I am still new in machine learning. i am trying to train my model using 5-fold CV from lgb.cv(), but I am not sure how to use the results in lgb.train(). i.e how can i use the 'cv results' in my 'lgb_clf'?i cant understand differnce between cv() and train()
lgbm_params = {
'objective': 'binary',
'metric': 'auc',
'is_unbalance': 'true',
'boosting': 'gbdt',
'num_leaves': 31,
'feature_fraction': 0.5,
'bagging_fraction': 0.5,
'bagging_freq': 20,
'learning_rate': 0.05,
'verbose': 0
}
metric = 'auc'
cv_folds = 5
num_rounds = 5000
lgtrain = lgb.Dataset(train, label=label)
lgvalid = lgb.Dataset(test,label=label)
cv = lgb.cv(lgbm_params, lgtrain, num_rounds, nfold=cv_folds, metrics={metric}, early_stopping_rounds=100)
lgb_clf = lgb.train(lgbm_params, lgtrain,num_rounds, early_stopping_rounds=100, valid_sets=[lgtrain,lgvalid])

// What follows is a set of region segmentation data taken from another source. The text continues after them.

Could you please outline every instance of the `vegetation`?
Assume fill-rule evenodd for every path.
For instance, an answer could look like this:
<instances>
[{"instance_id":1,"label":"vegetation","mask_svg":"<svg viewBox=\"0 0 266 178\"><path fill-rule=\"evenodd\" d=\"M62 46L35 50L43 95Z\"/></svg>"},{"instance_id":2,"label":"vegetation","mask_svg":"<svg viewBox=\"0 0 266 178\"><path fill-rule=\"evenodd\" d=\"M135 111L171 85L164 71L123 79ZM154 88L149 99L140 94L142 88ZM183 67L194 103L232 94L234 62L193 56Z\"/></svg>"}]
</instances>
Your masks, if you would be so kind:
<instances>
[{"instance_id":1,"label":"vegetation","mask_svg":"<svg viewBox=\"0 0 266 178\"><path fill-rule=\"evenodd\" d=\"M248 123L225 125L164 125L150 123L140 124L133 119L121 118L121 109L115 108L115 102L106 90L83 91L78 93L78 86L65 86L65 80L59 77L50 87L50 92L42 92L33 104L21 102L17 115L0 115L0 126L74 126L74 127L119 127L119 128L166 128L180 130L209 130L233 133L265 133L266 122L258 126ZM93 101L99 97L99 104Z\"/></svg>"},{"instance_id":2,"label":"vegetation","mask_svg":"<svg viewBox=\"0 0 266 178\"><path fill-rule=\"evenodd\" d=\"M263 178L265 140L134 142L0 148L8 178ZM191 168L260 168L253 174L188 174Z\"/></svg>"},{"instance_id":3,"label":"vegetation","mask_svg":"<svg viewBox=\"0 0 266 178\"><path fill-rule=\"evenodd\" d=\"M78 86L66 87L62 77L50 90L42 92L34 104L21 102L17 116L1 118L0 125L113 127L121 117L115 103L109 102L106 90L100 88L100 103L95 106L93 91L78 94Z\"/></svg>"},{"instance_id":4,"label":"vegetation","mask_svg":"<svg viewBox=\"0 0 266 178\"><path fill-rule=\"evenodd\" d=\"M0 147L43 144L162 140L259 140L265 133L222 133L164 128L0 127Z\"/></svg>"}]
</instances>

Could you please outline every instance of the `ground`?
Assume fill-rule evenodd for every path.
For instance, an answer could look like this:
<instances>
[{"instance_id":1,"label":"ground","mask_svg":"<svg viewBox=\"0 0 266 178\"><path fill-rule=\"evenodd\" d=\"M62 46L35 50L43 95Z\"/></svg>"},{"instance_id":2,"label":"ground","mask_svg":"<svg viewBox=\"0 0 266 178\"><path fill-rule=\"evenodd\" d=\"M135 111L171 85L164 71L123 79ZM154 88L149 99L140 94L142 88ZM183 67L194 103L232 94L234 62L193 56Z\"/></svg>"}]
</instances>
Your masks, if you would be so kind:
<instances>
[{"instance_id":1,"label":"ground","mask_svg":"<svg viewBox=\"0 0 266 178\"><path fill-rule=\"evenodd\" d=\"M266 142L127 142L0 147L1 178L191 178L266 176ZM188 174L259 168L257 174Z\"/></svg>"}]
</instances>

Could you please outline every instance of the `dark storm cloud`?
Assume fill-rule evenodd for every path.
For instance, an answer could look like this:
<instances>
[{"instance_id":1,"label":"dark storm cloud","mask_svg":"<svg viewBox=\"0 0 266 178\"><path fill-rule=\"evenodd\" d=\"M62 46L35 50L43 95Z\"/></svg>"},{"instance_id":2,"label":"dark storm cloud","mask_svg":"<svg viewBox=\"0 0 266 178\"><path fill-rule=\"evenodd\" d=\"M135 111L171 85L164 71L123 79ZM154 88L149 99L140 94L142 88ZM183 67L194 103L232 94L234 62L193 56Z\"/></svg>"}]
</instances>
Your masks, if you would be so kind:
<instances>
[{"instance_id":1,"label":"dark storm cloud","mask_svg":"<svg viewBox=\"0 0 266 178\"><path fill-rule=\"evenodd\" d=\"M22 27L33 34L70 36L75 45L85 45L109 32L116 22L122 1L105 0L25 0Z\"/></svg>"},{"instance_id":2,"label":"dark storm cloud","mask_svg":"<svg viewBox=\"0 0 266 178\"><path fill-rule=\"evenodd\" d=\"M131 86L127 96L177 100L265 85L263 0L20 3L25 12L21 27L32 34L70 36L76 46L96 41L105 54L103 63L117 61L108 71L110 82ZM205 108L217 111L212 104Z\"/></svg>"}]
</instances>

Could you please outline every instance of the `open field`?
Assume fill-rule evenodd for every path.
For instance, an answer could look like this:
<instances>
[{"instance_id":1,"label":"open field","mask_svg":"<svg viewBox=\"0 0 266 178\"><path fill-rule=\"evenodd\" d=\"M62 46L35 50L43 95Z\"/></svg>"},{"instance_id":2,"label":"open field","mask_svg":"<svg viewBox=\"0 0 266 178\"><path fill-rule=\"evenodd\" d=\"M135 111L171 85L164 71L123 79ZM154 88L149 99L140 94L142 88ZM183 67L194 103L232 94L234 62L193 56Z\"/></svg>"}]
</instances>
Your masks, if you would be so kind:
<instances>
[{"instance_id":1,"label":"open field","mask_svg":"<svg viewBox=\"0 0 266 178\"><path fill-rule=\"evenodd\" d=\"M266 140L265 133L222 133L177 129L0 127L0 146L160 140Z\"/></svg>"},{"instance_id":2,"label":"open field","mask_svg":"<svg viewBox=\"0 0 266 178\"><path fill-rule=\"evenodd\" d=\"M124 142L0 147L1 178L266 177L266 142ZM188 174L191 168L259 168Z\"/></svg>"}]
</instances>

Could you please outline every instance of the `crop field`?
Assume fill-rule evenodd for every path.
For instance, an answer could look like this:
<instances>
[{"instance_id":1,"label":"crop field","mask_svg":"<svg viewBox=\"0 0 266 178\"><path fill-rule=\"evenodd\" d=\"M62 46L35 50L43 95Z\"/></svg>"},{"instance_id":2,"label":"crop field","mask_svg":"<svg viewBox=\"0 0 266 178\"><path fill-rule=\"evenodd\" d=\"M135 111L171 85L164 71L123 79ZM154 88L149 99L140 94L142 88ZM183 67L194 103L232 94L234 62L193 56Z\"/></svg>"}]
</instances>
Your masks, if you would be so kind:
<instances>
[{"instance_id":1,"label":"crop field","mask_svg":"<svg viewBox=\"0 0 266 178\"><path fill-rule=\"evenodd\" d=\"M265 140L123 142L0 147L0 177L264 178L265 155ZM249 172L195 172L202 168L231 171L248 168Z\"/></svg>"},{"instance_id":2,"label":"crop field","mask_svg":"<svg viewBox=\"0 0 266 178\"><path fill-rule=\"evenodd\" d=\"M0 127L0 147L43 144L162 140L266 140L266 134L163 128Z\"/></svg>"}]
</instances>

The question is what you want to use the cross-validation for. If you are estimating the generalization error for a predefined set of hyperparameters, you can take the output of lgb.cv
directly, and there is no need to train the model again. If, on the other hand, you are searching for optimal values of hyperparameters, you would want to probe multiple points in this space, compute the cross-validation score for each, and choose the point with the best score. You would then retrain the model using thus found hyperparameters.